Added file system implementation for OpenStack Swift. There are two implementation: block and native (similar to Amazon S3 integration). Data locality issue solved by patch in Swift, commit procedure to OpenStack is in progress.

To use implementation add to core-site.xml following:

xml
	<property>
	        <name>fs.swift.impl</name>
	    	<value>com.mirantis.fs.SwiftFileSystem</value>
	</property>
	<property>
	    	<name>fs.swift.block.impl</name>
	         <value>com.mirantis.fs.block.SwiftBlockFileSystem</value>
        </property>

In MapReduce job specify following configs for OpenStack Keystone authentication:

java
conf.set("swift.auth.url", "http://172.18.66.117:5000/v2.0/tokens");
conf.set("swift.tenant", "superuser");
conf.set("swift.username", "admin1");
conf.set("swift.password", "password");
conf.setInt("swift.http.port", 8080);
conf.setInt("swift.https.port", 443);

Additional information specified on github: https://github.com/DmitryMezhensky/Hadoop-and-Swift-integration


  • MAPREDUCE-1176 | Major | FixedLengthInputFormat and FixedLengthRecordReader

Addition of FixedLengthInputFormat and FixedLengthRecordReader in the org.apache.hadoop.mapreduce.lib.input package. These two classes can be used when you need to read data from files containing fixed length (fixed width) records. Such files have no CR/LF (or any combination thereof), no delimiters etc, but each record is a fixed length, and extra data is padded with spaces. The data is one gigantic line within a file. When creating a job that specifies this input format, the job must have the "mapreduce.input.fixedlengthinputformat.record.length" property set as follows myJobConf.setInt("mapreduce.input.fixedlengthinputformat.record.length",[myFixedRecordLength]);

Please see javadoc for more details.


  • HDFS-5502 | Major | Fix HTTPS support in HsftpFileSystem

Fix the https support in HsftpFileSystem. With the change the client now verifies the server certificate. In particular, client side will verify the Common Name of the certificate using a strategy specified by the configuration property "hadoop.ssl.hostname.verifier".


  • HADOOP-10047 | Major | Add a directbuffer Decompressor API to hadoop

Direct Bytebuffer decompressors for Zlib (Deflate & Gzip) and Snappy


  • HDFS-4997 | Major | libhdfs doesn't return correct error codes in most cases

libhdfs now returns correct codes in errno. Previously, due to a bug, many functions set errno to 255 instead of the more specific error code.

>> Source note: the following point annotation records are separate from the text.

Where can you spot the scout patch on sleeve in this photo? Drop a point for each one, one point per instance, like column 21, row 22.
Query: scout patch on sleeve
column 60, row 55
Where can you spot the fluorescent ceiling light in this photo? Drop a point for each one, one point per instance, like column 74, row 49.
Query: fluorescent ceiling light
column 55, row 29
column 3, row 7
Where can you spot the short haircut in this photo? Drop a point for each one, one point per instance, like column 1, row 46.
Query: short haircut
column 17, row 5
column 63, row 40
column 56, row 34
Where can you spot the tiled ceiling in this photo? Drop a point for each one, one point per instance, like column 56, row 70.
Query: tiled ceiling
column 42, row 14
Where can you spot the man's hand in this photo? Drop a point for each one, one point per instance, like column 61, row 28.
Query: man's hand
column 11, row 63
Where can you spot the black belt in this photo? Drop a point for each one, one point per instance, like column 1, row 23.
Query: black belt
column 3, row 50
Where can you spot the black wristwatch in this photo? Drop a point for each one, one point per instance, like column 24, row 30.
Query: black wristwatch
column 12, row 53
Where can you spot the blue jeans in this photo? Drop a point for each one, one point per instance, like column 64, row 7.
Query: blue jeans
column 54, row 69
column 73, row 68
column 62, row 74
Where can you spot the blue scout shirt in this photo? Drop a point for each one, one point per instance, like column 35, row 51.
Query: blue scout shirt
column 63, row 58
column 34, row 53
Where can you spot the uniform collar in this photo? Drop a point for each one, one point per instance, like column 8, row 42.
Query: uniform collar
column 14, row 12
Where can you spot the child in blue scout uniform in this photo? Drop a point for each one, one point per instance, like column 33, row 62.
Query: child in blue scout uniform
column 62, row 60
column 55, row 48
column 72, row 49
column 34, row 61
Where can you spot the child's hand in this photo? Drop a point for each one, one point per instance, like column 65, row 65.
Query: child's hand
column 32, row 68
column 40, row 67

  • HDFS-5536 | Major | Implement HTTP policy for Namenode and DataNode

Add new HTTP policy configuration. Users can use "dfs.http.policy" to control the HTTP endpoints for NameNode and DataNode. Specifically, The following values are supported:

  • HTTP_ONLY : Service is provided only on http
  • HTTPS_ONLY : Service is provided only on https
  • HTTP_AND_HTTPS : Service is provided both on http and https

hadoop.ssl.enabled and dfs.https.enabled are deprecated. When the deprecated configuration properties are still configured, currently http policy is decided based on the following rules:

  1. If dfs.http.policy is set to HTTPS_ONLY or HTTP_AND_HTTPS. It picks the specified policy, otherwise it proceeds to 2~4.
  2. It picks HTTPS_ONLY if hadoop.ssl.enabled equals to true.
  3. It picks HTTP_AND_HTTPS if dfs.https.enable equals to true.
  4. It picks HTTP_ONLY for other configurations.

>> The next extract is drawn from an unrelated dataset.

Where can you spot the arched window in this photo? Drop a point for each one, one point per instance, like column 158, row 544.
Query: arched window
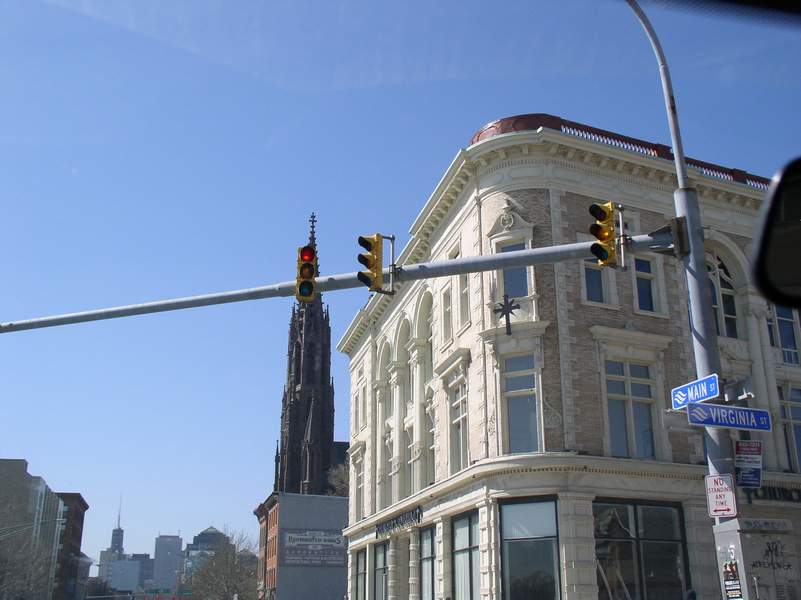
column 724, row 304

  • HDFS-4983 | Major | Numeric usernames do not work with WebHDFS FS

Add a new configuration property "dfs.webhdfs.user.provider.user.pattern" for specifying user name filters for WebHDFS.


  • HDFS-5663 | Major | make the retry time and interval value configurable in openInfo()

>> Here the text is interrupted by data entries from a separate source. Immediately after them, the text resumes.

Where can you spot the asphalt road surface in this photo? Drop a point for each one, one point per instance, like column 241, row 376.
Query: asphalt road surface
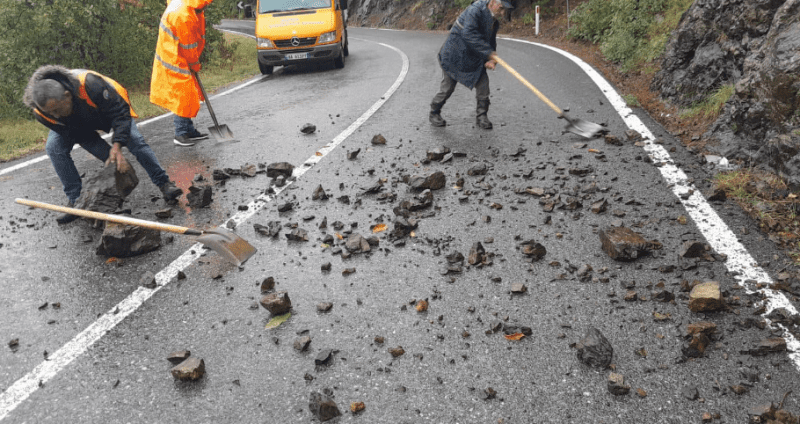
column 100, row 356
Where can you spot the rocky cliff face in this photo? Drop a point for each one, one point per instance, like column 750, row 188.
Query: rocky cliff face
column 755, row 45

Makes the retries and time between retries getting the length of the last block on file configurable. Below are the new configurations.

dfs.client.retry.times.get-last-block-length dfs.client.retry.interval-ms.get-last-block-length

They are set to the 3 and 4000 respectively, these being what was previously hardcoded.


  • HDFS-5704 | Major | Change OP_UPDATE_BLOCKS with a new OP_ADD_BLOCK

Add a new editlog record (OP_ADD_BLOCK) that only records allocation of the new block instead of the entire block list, on every block allocation.